Посетители оставляют комментарии об увиденном, подмечают, что это похоже на кладбище или археологические раскопки, и это создаёт ауру, о которой писал Беньямин. Кстати, Имперский военный музей был против нашего решения, там считали, что через шесть месяцев у нас дети просто всё сломают, потому что приходит много школьников. Так вот за 23 года ни один ребёнок ничего не сломал. Конечно, у нас есть система защиты, но никто и не пытался нарушить эту горизонтальную плоскость, потому что у неё своя аура. Визуализация смерти – необычная точка отсчёта. И мы хотим, чтоб люди вынесли для себя, что война – это смерть. Это не я говорю, это Ахматова: «Чем хуже этот век предшествующих? Разве // Тем, что в чаду печали и тревог…» – и так далее.

И второе. Знаете, у меня аллергия на тексты, я не могу читать, мне надо говорить или слушать. А в нашем музее тишина. Я против «музеев погружения», потому что никто не знает, что значит быть в бою. Если вам кажется, что вы знаете, вы ошибаетесь. В нашем музее возникает конфликт между какофонией предполагаемого боя и полной тишиной. Во всех других музеях, посвящённых Первой мировой, есть звук, но я сказал: «Через мой труп, никакого звука!» Что делает звук? Он подсказывает вам, что ощущать, это как текст о фильме, который вас ведёт в том направлении, в каком режиссёру надо. А мы хотели озадачить людей, удивить их. И мне кажется, что у нас получилось. Музей завоевал огромное количество международных наград, каждый год приходит достаточное количество людей, бюджет окупается. Я не думал, что он продержится столько лет, и продолжаю испытывать гордость. Как бы вам сказать… моего деда по матери убили в Холокост, и я всю свою жизнь хожу вокруг этой темы, но у меня не хватает мужества пойти в самую глубину этой глыбы, представить себе, что такое газовая камера, что происходило потом… Моя работа историка всё-таки не позволяла мне пойти в тень личной истории, вместо этого я вступил в тень всего человечества. Нужна дистанция. И тишина даёт вам эту дистанцию. Кому-то не нравится это, кто-то считает, что тишина пугает, что она бросает вам вызов, или что она скучна. Но я решил в тот момент так, и мне кажется, что это было правильное решение – сделать музей непохожим на другие, создать свой особый приём. И его повторили в большом количестве других мест. Троцкий, кажется, сказал: «Можете не интересоваться войной, но тогда война заинтересуется вами». Очень легко пойти по пути героической ерунды, националистической риторики, но для того, чтоб всё сделать правильно, нужна дистанция.

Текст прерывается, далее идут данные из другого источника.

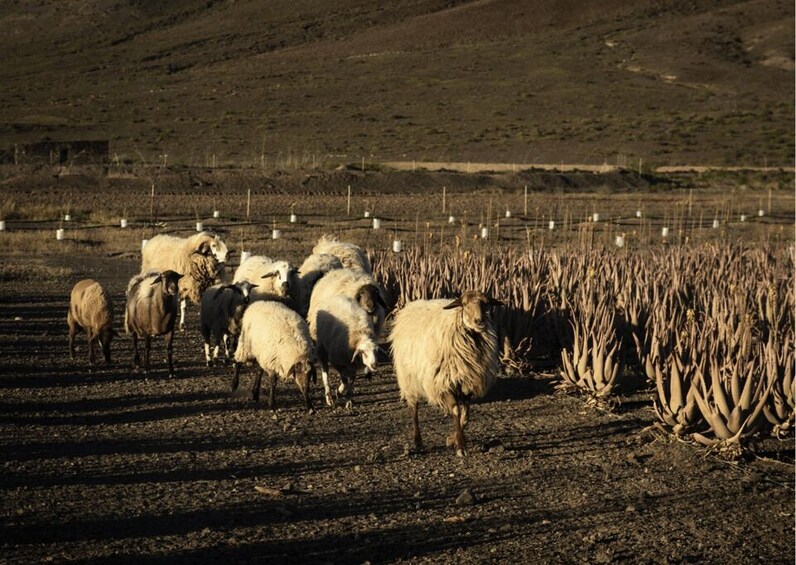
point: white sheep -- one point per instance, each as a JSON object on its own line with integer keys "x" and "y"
{"x": 358, "y": 285}
{"x": 151, "y": 311}
{"x": 272, "y": 278}
{"x": 278, "y": 340}
{"x": 91, "y": 311}
{"x": 221, "y": 315}
{"x": 346, "y": 340}
{"x": 309, "y": 273}
{"x": 446, "y": 352}
{"x": 352, "y": 256}
{"x": 200, "y": 258}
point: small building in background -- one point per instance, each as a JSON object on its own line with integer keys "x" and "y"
{"x": 58, "y": 153}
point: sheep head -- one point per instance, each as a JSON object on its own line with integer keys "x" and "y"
{"x": 169, "y": 281}
{"x": 366, "y": 351}
{"x": 282, "y": 272}
{"x": 474, "y": 306}
{"x": 244, "y": 288}
{"x": 369, "y": 297}
{"x": 212, "y": 245}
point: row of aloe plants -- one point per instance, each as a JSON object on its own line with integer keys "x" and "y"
{"x": 710, "y": 328}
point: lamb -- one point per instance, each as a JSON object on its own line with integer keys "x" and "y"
{"x": 200, "y": 257}
{"x": 350, "y": 255}
{"x": 446, "y": 352}
{"x": 272, "y": 277}
{"x": 312, "y": 269}
{"x": 278, "y": 339}
{"x": 151, "y": 311}
{"x": 91, "y": 310}
{"x": 347, "y": 341}
{"x": 221, "y": 314}
{"x": 354, "y": 284}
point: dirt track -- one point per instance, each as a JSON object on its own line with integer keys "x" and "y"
{"x": 109, "y": 465}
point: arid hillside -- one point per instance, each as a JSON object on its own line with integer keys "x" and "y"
{"x": 300, "y": 83}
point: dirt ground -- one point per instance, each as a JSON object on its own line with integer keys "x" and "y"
{"x": 112, "y": 466}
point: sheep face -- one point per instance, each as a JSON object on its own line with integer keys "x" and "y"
{"x": 474, "y": 309}
{"x": 366, "y": 352}
{"x": 245, "y": 289}
{"x": 282, "y": 273}
{"x": 213, "y": 246}
{"x": 369, "y": 297}
{"x": 169, "y": 280}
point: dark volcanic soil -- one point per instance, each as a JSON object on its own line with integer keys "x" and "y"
{"x": 112, "y": 466}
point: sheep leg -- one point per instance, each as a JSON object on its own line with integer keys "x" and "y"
{"x": 346, "y": 387}
{"x": 456, "y": 413}
{"x": 183, "y": 304}
{"x": 136, "y": 356}
{"x": 235, "y": 379}
{"x": 229, "y": 347}
{"x": 272, "y": 392}
{"x": 323, "y": 358}
{"x": 170, "y": 352}
{"x": 208, "y": 359}
{"x": 91, "y": 343}
{"x": 105, "y": 345}
{"x": 416, "y": 439}
{"x": 147, "y": 348}
{"x": 464, "y": 414}
{"x": 256, "y": 386}
{"x": 72, "y": 331}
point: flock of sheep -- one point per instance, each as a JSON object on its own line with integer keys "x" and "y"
{"x": 330, "y": 311}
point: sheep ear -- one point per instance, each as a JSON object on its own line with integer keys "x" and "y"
{"x": 204, "y": 249}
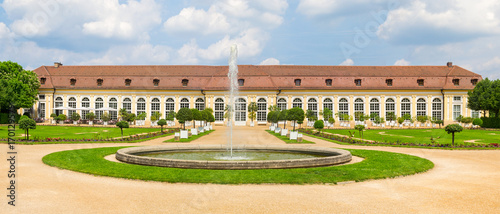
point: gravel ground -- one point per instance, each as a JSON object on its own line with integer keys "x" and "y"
{"x": 461, "y": 182}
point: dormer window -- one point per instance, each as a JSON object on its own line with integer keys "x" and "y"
{"x": 420, "y": 82}
{"x": 357, "y": 82}
{"x": 473, "y": 81}
{"x": 297, "y": 82}
{"x": 388, "y": 82}
{"x": 328, "y": 82}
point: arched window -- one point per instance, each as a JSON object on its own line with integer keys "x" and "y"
{"x": 262, "y": 109}
{"x": 359, "y": 108}
{"x": 343, "y": 108}
{"x": 405, "y": 106}
{"x": 199, "y": 104}
{"x": 240, "y": 110}
{"x": 127, "y": 104}
{"x": 282, "y": 104}
{"x": 297, "y": 102}
{"x": 437, "y": 109}
{"x": 141, "y": 106}
{"x": 421, "y": 107}
{"x": 184, "y": 103}
{"x": 312, "y": 104}
{"x": 390, "y": 109}
{"x": 113, "y": 115}
{"x": 85, "y": 104}
{"x": 155, "y": 106}
{"x": 71, "y": 104}
{"x": 169, "y": 106}
{"x": 219, "y": 109}
{"x": 99, "y": 103}
{"x": 374, "y": 108}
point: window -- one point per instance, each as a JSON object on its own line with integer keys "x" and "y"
{"x": 327, "y": 104}
{"x": 184, "y": 82}
{"x": 127, "y": 104}
{"x": 420, "y": 82}
{"x": 328, "y": 82}
{"x": 359, "y": 108}
{"x": 343, "y": 108}
{"x": 141, "y": 106}
{"x": 240, "y": 110}
{"x": 388, "y": 82}
{"x": 199, "y": 104}
{"x": 85, "y": 104}
{"x": 390, "y": 108}
{"x": 282, "y": 104}
{"x": 71, "y": 104}
{"x": 421, "y": 107}
{"x": 297, "y": 82}
{"x": 99, "y": 103}
{"x": 437, "y": 109}
{"x": 297, "y": 102}
{"x": 312, "y": 104}
{"x": 374, "y": 108}
{"x": 261, "y": 110}
{"x": 184, "y": 103}
{"x": 357, "y": 82}
{"x": 405, "y": 107}
{"x": 473, "y": 81}
{"x": 112, "y": 104}
{"x": 457, "y": 111}
{"x": 59, "y": 103}
{"x": 219, "y": 109}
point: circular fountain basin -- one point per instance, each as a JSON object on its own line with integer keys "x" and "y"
{"x": 302, "y": 156}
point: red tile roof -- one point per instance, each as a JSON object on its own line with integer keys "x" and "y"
{"x": 257, "y": 77}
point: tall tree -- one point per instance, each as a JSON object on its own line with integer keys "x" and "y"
{"x": 18, "y": 87}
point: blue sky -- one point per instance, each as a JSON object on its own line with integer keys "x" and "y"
{"x": 299, "y": 32}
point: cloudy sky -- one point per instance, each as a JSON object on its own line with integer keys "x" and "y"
{"x": 298, "y": 32}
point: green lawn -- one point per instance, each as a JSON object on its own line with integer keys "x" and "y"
{"x": 377, "y": 165}
{"x": 423, "y": 135}
{"x": 76, "y": 132}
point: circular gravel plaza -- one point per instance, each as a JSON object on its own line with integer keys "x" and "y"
{"x": 464, "y": 181}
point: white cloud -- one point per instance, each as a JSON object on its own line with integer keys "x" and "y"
{"x": 270, "y": 61}
{"x": 347, "y": 62}
{"x": 402, "y": 62}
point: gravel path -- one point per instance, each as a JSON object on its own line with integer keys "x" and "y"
{"x": 461, "y": 182}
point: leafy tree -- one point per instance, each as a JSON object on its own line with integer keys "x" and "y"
{"x": 122, "y": 124}
{"x": 26, "y": 124}
{"x": 18, "y": 87}
{"x": 452, "y": 128}
{"x": 183, "y": 115}
{"x": 252, "y": 110}
{"x": 319, "y": 125}
{"x": 161, "y": 123}
{"x": 295, "y": 114}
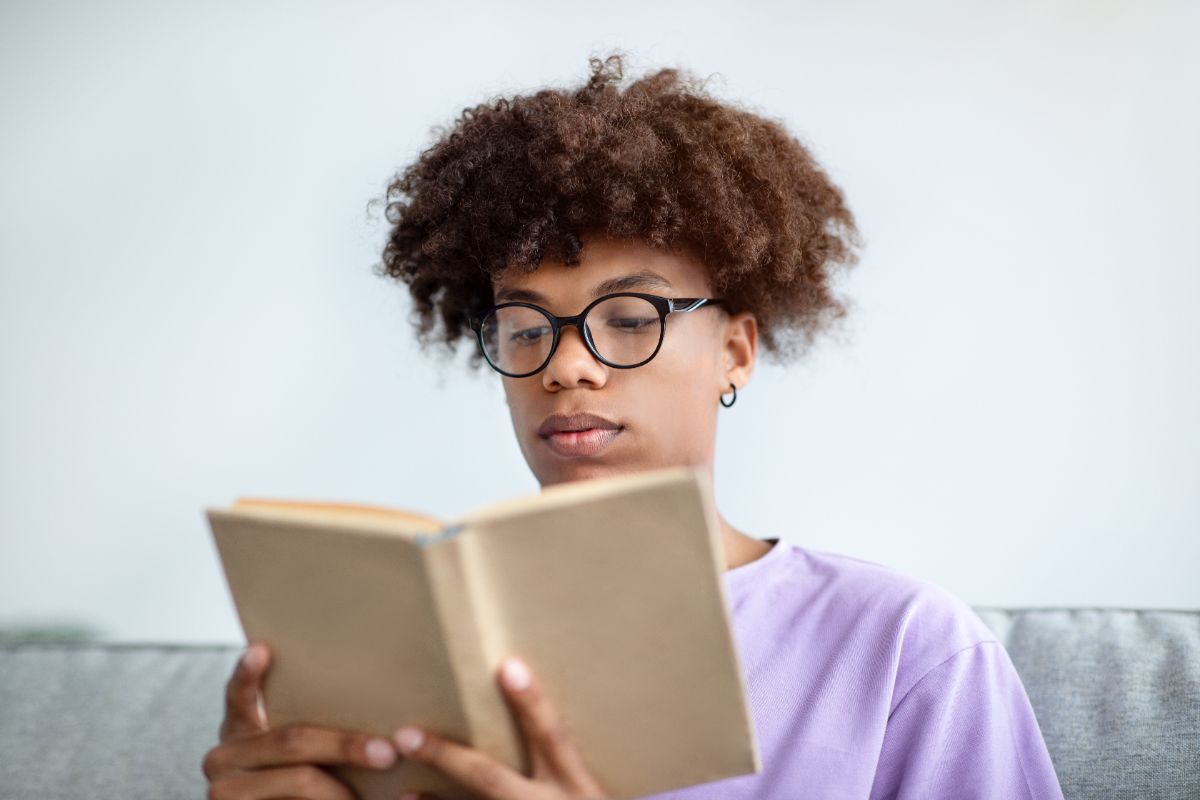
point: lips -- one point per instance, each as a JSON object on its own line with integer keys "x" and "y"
{"x": 579, "y": 434}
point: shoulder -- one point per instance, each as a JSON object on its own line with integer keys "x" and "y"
{"x": 913, "y": 624}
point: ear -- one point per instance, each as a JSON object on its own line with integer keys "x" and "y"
{"x": 739, "y": 349}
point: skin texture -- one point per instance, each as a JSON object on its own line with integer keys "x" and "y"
{"x": 669, "y": 407}
{"x": 669, "y": 411}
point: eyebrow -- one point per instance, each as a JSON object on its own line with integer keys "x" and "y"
{"x": 640, "y": 280}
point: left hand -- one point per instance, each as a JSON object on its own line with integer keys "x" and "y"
{"x": 558, "y": 771}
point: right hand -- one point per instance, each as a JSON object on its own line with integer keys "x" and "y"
{"x": 252, "y": 762}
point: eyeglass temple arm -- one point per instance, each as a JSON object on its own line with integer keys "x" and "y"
{"x": 691, "y": 304}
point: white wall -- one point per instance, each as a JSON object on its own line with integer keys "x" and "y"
{"x": 187, "y": 311}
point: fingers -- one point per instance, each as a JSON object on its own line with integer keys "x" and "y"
{"x": 294, "y": 745}
{"x": 309, "y": 782}
{"x": 243, "y": 716}
{"x": 467, "y": 765}
{"x": 550, "y": 740}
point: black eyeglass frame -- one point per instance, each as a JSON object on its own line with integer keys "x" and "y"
{"x": 665, "y": 306}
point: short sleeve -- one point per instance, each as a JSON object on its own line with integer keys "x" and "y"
{"x": 965, "y": 731}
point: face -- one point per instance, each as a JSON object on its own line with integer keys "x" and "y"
{"x": 661, "y": 414}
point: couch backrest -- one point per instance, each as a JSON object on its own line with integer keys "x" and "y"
{"x": 1116, "y": 693}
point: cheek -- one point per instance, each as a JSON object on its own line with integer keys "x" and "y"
{"x": 676, "y": 403}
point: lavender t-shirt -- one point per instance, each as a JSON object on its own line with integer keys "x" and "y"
{"x": 867, "y": 683}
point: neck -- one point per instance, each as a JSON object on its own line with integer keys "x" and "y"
{"x": 739, "y": 548}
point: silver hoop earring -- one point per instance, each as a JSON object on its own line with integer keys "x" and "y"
{"x": 732, "y": 400}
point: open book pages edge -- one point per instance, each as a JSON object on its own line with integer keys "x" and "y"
{"x": 369, "y": 518}
{"x": 562, "y": 494}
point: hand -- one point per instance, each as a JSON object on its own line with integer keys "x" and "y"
{"x": 558, "y": 771}
{"x": 253, "y": 762}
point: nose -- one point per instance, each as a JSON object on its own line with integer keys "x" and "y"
{"x": 573, "y": 364}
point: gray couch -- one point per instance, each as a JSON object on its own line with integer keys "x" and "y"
{"x": 1116, "y": 693}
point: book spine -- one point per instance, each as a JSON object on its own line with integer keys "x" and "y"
{"x": 474, "y": 643}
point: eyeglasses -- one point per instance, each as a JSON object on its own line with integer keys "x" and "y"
{"x": 622, "y": 330}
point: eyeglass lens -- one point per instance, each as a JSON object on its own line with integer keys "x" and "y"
{"x": 624, "y": 331}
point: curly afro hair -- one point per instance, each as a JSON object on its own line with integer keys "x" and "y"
{"x": 526, "y": 178}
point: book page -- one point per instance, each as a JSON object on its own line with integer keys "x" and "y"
{"x": 349, "y": 615}
{"x": 613, "y": 594}
{"x": 311, "y": 509}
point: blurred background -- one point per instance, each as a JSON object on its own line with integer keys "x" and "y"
{"x": 189, "y": 312}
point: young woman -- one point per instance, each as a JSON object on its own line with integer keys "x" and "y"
{"x": 617, "y": 257}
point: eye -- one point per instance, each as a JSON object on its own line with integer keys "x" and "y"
{"x": 528, "y": 335}
{"x": 633, "y": 324}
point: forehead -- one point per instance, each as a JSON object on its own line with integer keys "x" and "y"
{"x": 606, "y": 265}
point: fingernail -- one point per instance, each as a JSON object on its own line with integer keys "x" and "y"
{"x": 409, "y": 739}
{"x": 253, "y": 657}
{"x": 516, "y": 674}
{"x": 381, "y": 753}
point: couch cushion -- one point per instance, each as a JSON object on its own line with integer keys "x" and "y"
{"x": 1116, "y": 693}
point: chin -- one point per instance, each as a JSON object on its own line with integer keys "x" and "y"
{"x": 581, "y": 470}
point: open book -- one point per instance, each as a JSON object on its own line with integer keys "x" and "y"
{"x": 611, "y": 589}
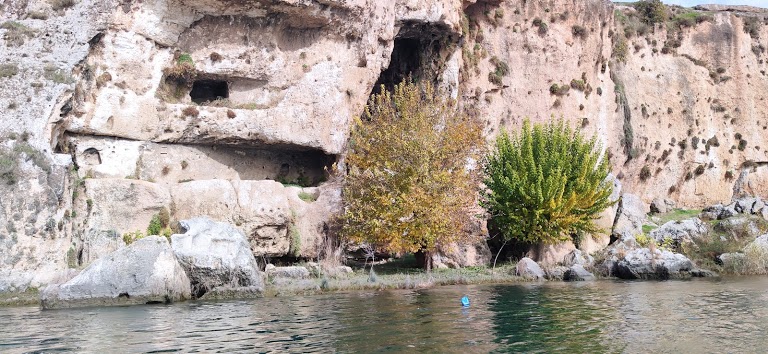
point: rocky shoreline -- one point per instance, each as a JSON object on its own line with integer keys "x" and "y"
{"x": 213, "y": 261}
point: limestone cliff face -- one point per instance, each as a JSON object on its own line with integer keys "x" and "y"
{"x": 116, "y": 111}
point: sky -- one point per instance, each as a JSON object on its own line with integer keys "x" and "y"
{"x": 689, "y": 3}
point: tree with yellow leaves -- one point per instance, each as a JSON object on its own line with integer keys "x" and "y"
{"x": 411, "y": 171}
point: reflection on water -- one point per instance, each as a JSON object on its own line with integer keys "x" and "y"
{"x": 729, "y": 315}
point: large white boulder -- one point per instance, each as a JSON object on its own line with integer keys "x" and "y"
{"x": 215, "y": 254}
{"x": 144, "y": 272}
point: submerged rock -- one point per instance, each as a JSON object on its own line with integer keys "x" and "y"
{"x": 144, "y": 272}
{"x": 630, "y": 217}
{"x": 215, "y": 254}
{"x": 727, "y": 211}
{"x": 741, "y": 227}
{"x": 680, "y": 231}
{"x": 527, "y": 268}
{"x": 644, "y": 263}
{"x": 662, "y": 205}
{"x": 578, "y": 273}
{"x": 577, "y": 257}
{"x": 556, "y": 272}
{"x": 292, "y": 272}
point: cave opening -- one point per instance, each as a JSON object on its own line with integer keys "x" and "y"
{"x": 204, "y": 91}
{"x": 418, "y": 52}
{"x": 405, "y": 62}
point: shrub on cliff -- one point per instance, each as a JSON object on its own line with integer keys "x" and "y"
{"x": 410, "y": 171}
{"x": 651, "y": 11}
{"x": 545, "y": 183}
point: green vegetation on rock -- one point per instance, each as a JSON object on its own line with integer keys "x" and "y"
{"x": 545, "y": 183}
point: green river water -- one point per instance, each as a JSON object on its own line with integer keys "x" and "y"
{"x": 728, "y": 315}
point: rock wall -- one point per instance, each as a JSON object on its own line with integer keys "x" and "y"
{"x": 117, "y": 111}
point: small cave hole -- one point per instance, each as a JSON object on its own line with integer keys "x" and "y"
{"x": 204, "y": 91}
{"x": 405, "y": 62}
{"x": 91, "y": 156}
{"x": 419, "y": 52}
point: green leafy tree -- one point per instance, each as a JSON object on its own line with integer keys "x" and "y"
{"x": 652, "y": 11}
{"x": 408, "y": 185}
{"x": 545, "y": 183}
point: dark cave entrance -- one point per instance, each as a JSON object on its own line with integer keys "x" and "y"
{"x": 209, "y": 90}
{"x": 419, "y": 53}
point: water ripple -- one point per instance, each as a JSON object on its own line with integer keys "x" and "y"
{"x": 726, "y": 315}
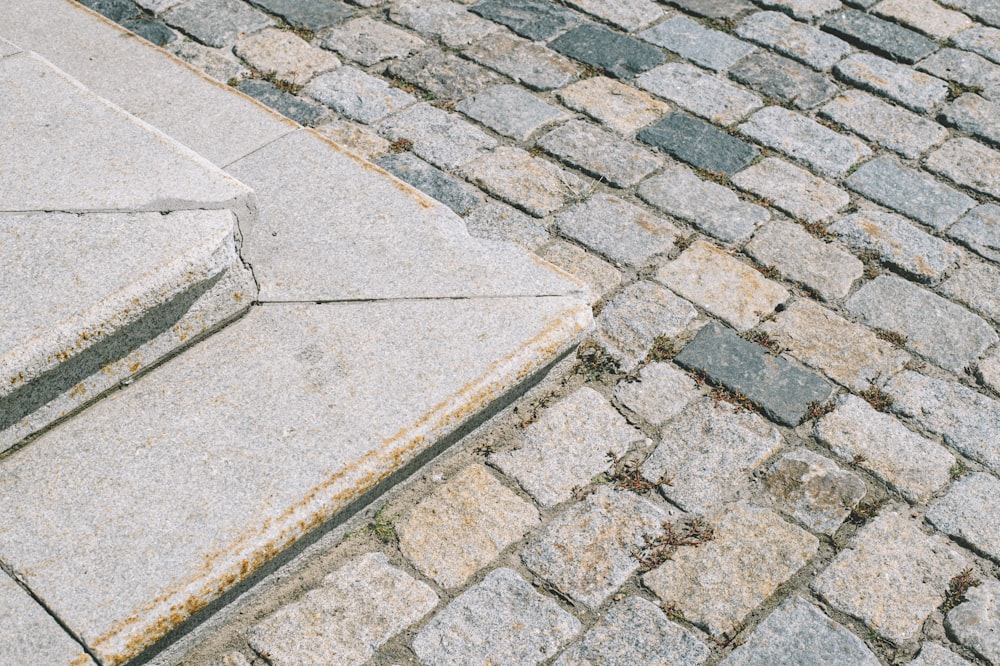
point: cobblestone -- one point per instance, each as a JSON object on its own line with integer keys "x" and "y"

Можно ведь и ГУЛАГ представить так, снизу вверх, нужно просто пойти на риск. Мы рискнули с нашим музеем. Это интеллектуально трудно – создать геометрию, географию, пространство памяти, продумать все направления. Это трудно и прекрасно, поверьте мне. У бумаги, у текста два измерения, а нам нужно больше.

Ирина Щербакова:

Спасибо. Мне кажется, что мы могли бы ещё очень долго говорить, тут было затронуто много важных и интересных вещей, над которыми нужно думать, и тут несколько тем для отдельных конференций. Есть проблемы с визуализацией, и с телевидением, и с кино, которое наладило целую индустрию презентации исторических событий, привычно чередуя «говорящие головы» с нарезкой почти одних и тех же кадров, и это, мне кажется, изживший себя подход. Наши музейщики сейчас работают с разными способами помещения объектов в выставочное пространство. Но самое главное, это вопрос «для чего нам всё это нужно, для чего нам важная память о Первой мировой войне, её образ?» Профессор Уинтер говорил о вещах важных и интересных, и я надеюсь, что мы встречаемся не последний раз. Ещё раз большое вам спасибо за то, что вы нашли время сюда приехать. Большое спасибо также моим коллегам Наталье Колягиной и Александре Лозинской за организацию встречи и, конечно, нашим друзьям из американского посольства. Спасибо всем, кто сегодня пришёл и участвовал в беседе.